Au Vatican, on s'irrite du fait que la multiplication des persécutions de chrétiens --par des individus ou des groupes islamistes-- de l'Irak au Kenya en passant par la Libye, le Pakistan ou le Nigeria, ne soit pas plus dénoncée, y compris par les autorités occidentales et musulmanes.
"Aujourd?hui nous voyons nos frères persécutés, décapités et crucifiés pour leur foi en Toi, sous nos yeux ou souvent avec notre silence complice", a accusé d'une voix sombre Jorge Bergoglio à la fin du Chemin de Croix vendredi soir au Colisée, s'adressant au Christ, "prince de la paix".
Les méditations de cette "Via Crucis", retransmise en mondiovision, ont rappelé que "des hommes et femmes sont emprisonnés, condamnés ou même tués seulement parce qu'ils sont croyants".
"Ils n'ont pas honte de la Croix. Ils sont de magnifiques exemples", proclamait un lecteur, citant l'exemple du "martyr" catholique pakistanais, l'ancien ministre pour les minorités Shahbaz Bahtti, assassiné le 2 mars 2011.
Auparavant, lors d'une célébration solennelle dans la basilique Saint-Pierre, "la furie jihadiste" avait été dénoncée. Le prédicateur de la Maison pontificale, le prêtre franciscain italien Raniero Cantalamessa avait rappelé les 21 coptes égyptiens assassinés en février par un groupe jihadiste en Libye "en "murmurant le nom de Jésus".
- 'Victimes désignées' -
"Les chrétiens ne sont certainement pas les seules victimes, mais on ne peut ignorer qu'ils sont les victimes désignées et les plus fréquentes dans de nombreux pays", avait-il fustigé.

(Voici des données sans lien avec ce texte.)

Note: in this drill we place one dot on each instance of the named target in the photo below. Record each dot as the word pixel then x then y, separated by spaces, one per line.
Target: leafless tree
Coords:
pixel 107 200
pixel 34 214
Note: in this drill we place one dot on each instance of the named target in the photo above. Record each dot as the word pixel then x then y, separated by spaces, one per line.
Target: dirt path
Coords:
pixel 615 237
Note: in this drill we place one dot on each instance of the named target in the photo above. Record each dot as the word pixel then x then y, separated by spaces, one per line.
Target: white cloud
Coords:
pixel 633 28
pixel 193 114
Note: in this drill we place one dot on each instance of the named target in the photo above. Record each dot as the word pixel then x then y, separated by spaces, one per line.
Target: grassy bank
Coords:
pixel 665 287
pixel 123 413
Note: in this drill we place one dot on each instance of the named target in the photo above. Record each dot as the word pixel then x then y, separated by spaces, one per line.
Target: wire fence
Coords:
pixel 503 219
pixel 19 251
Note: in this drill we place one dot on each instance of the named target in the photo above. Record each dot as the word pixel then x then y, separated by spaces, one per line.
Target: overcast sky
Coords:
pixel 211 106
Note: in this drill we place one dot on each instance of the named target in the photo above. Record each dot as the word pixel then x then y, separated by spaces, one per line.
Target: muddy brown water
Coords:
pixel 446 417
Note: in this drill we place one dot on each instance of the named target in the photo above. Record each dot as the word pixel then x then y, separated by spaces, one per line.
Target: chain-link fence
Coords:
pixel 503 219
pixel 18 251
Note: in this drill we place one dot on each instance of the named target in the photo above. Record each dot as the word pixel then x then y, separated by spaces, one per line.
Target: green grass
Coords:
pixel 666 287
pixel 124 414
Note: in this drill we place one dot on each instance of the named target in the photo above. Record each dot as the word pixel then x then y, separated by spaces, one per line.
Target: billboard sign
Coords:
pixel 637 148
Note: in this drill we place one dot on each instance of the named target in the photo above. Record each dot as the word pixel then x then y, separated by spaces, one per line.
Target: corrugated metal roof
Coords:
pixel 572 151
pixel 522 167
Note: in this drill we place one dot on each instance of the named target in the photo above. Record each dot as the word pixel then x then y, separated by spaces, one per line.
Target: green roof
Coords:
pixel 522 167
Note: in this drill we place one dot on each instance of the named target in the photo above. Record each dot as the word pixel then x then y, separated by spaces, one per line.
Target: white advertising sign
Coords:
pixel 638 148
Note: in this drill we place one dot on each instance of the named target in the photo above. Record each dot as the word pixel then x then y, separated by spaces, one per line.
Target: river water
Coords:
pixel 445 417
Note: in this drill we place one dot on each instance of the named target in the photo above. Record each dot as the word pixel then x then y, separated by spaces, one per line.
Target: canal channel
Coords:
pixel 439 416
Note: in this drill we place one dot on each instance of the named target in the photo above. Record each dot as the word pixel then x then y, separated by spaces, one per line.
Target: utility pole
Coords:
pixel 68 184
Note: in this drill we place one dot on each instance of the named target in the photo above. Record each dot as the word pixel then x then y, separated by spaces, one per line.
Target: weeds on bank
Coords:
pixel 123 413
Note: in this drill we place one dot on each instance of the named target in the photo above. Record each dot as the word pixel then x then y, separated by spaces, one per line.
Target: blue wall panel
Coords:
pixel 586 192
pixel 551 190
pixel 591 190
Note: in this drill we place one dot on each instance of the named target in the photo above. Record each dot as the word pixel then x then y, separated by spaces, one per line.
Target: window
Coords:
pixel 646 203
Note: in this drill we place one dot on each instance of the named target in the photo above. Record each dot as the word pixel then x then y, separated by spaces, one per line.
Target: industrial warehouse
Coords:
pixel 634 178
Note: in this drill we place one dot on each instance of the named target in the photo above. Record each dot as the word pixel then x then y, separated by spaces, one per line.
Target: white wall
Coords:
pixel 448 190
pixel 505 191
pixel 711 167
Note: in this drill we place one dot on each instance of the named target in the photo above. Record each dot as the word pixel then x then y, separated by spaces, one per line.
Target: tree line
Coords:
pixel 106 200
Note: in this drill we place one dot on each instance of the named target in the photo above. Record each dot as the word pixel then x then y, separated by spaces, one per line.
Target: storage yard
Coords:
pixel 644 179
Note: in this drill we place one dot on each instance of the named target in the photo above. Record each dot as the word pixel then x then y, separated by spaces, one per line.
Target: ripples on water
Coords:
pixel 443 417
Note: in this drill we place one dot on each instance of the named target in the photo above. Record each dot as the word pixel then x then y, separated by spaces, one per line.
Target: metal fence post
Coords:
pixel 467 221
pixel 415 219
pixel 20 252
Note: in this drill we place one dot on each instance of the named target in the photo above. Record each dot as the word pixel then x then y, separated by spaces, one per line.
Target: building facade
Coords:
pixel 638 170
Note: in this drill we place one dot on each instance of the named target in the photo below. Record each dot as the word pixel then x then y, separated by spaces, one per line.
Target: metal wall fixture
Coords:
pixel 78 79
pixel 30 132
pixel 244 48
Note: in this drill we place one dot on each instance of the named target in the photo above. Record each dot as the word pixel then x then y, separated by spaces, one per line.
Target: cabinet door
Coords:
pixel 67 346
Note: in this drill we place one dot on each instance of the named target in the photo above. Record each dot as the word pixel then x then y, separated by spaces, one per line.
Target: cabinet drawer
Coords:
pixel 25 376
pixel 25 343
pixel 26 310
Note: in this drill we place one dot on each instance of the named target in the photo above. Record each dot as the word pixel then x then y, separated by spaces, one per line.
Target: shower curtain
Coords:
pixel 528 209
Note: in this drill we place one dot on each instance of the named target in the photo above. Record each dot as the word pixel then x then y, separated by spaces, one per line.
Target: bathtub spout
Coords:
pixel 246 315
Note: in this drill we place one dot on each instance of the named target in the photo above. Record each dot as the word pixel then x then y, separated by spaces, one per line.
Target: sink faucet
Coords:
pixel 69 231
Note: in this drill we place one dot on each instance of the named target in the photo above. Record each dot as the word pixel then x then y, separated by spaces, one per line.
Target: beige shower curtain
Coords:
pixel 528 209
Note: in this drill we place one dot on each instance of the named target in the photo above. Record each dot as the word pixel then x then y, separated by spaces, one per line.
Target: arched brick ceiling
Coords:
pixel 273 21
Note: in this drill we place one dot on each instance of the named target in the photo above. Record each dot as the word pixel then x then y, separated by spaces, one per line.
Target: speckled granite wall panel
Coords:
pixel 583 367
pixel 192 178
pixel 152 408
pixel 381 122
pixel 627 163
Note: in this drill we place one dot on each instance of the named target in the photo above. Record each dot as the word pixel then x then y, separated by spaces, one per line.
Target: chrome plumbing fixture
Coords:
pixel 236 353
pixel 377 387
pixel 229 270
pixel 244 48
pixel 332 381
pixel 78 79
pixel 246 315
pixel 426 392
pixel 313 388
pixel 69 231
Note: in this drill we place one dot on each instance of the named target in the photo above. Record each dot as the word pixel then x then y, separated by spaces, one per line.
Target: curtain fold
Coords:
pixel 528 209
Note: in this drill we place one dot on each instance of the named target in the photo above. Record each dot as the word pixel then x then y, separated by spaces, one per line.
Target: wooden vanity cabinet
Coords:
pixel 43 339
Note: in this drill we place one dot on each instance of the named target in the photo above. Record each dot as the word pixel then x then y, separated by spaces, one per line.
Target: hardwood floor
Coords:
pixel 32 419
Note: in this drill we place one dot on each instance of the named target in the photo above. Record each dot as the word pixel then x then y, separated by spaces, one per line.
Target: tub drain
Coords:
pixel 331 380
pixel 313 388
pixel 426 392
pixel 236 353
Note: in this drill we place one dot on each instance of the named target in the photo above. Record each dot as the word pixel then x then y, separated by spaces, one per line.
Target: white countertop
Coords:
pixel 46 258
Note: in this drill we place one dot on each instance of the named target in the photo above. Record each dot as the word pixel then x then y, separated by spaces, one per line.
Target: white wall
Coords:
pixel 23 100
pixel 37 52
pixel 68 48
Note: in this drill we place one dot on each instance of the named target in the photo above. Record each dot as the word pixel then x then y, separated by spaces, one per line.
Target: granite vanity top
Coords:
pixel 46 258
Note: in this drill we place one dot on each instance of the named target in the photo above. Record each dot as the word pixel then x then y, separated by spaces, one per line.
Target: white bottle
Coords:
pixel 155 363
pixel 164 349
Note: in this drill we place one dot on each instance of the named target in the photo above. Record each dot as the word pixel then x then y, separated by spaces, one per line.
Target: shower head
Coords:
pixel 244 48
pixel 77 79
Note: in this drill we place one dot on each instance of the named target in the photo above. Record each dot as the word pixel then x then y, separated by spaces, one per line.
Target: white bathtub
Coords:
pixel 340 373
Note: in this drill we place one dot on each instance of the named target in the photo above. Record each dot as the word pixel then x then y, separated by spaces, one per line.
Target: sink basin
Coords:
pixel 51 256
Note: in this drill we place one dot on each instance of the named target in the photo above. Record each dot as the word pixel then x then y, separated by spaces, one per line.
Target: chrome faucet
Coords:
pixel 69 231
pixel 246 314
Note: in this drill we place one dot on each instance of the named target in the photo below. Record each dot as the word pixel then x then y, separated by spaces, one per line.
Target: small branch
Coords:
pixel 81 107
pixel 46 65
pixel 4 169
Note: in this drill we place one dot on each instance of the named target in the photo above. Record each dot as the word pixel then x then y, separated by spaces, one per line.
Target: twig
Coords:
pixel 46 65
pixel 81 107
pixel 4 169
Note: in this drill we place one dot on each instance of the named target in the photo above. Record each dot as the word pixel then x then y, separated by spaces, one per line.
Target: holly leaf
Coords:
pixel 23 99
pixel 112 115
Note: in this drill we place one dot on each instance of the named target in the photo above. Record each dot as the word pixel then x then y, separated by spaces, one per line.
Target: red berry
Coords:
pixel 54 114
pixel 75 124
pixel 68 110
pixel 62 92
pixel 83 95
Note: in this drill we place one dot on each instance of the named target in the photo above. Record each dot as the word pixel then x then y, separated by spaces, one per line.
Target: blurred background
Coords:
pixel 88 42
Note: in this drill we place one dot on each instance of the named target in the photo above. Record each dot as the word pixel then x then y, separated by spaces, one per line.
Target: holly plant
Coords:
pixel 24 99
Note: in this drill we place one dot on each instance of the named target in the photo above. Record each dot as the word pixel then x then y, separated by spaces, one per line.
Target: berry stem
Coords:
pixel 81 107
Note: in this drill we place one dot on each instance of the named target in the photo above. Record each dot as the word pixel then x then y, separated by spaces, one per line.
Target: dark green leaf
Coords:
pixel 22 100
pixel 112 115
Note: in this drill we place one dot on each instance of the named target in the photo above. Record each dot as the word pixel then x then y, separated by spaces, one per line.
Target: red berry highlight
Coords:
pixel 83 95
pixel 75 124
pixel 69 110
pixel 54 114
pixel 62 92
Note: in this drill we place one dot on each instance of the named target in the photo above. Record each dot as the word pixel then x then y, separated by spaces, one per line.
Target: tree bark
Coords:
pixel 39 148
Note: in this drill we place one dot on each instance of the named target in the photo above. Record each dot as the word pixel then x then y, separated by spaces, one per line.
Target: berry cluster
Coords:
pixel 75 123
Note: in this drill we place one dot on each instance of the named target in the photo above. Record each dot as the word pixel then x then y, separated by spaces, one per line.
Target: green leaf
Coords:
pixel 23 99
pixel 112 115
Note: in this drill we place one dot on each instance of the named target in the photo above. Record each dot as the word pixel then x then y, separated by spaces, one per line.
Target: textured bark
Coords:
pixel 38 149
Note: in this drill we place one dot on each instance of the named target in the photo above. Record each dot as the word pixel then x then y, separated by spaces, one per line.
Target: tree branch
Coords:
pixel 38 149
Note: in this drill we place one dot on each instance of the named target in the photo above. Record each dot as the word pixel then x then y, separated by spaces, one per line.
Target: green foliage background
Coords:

"Qui a à coeur le sort de sa propre religion ne peut demeurer indifférent", avait-il ajouté dans un propos qui paraissait s'adresser aussi aux musulmans.
Le Vatican --notamment par la bouche de l'énergique ministre du dialogue inter-religieux, le cardinal français Jean-Louis Tauran-- ne cesse de plaider pour que ses interlocuteurs musulmans, comme l'université sunnite Al-Azhar du Caire, prennent position plus clairement, en se distançant des islamistes et de toute persécution anti-chrétienne.
La prise surprise de la ville irakienne de Mossoul, à l'été dernier, par le groupe Etat islamique (EI) a été un tournant. Il a conduit le Saint-Siège à se montrer plus incisif face aux ambiguïtés de certaines autorités musulmanes.
En décembre, François avait demandé à "tous les dirigeants musulmans du monde, politiques, religieux, universitaires" à "se prononcer clairement" contre la violence jihadiste.
Récemment, le souverain pontife reprochait à la communauté internationale de "vouloir cacher" les persécutions contre les chrétiens.
Selon un éditorial du quotidien La Stampa, "l'islam doit bannir des mosquées ceux qui prêchent le terrorisme. Trop souvent derrière les condamnations du terrorisme par le monde musulman résonne l'écho d'une compréhension".
D'après l'organisation protestante Portes ouvertes (Open Doors), en moyenne chaque mois, 322 chrétiens sont tués en raison de leur religion et 214 églises détruites ou endommagées, notamment en Afrique.